The CGE Branch Plant Economy
From the late 1800s to the end of WWII, Canada imposed protective tariffs on U.S. goods under the National Policy in order to “shield Canadian manufacturers from American competition” (Mcintosh, 2015). While intended to uplift the Canadian industry, these policies had mixed success. Some argue that they inadvertently led to increased U.S. investment in Canadian markets, as American companies established branch plants in Canada to circumvent these tariffs, often outcompeting local manufacturers (Clarkson 1977). Following WWII, investment in branch plants accelerated, particularly as Canada’s economy rebounded and the discovery of Alberta’s oil fields posed Canada as an attractive area of American investment and business expansion (McIntosh 2015). Given this economic model, it is highly likely that CGE itself was established as a branch plant, benefitting both American and Canadian industries and consumers by allowing General Electric to expand into Canadian markets without facing high import tariffs.
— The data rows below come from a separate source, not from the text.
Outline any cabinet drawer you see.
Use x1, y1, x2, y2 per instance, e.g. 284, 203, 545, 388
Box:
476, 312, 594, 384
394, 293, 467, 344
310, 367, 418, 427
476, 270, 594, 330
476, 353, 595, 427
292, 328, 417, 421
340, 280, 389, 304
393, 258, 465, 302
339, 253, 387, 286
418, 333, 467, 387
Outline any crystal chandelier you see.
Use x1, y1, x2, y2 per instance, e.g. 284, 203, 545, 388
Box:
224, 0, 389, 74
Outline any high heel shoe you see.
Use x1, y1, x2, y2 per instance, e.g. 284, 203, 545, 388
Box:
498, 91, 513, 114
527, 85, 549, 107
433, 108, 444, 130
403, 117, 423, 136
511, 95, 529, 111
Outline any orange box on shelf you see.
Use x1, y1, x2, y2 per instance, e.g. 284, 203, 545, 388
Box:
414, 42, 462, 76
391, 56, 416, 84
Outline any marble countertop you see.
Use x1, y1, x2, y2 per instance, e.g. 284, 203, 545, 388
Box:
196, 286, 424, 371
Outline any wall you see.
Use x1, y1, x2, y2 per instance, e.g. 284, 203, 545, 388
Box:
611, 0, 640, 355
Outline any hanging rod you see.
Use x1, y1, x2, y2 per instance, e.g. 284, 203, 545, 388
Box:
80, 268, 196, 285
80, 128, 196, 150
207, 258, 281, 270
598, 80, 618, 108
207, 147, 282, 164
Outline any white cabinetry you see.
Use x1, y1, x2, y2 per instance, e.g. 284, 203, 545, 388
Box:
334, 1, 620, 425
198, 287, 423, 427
The branch plant economy model may also explain why multiple versions of the same record player existed under different model names and distributors. In Canada, identical record players were sold through retailers such as Canadian Tire, Sears, and Consumers Distributing, yet they were marketed under slightly different names, materials, descriptions, and branding. For instance, a Canadian Tire catalogue listed the record player as being made of polystyrene, while Sears advertised it as polyurethane, and several others labeled it as polyethylene. This suggests that while the original design may have belonged to General Electric, the model was likely licensed or adapted by other Canadian manufacturers and retailers. As McIntosh (2015) notes, "In a relatively small number of cases, foreign firms licensed Canadian companies to use technologies that they had developed, so that goods and services based on these new technologies were produced in Canadian-owned establishments."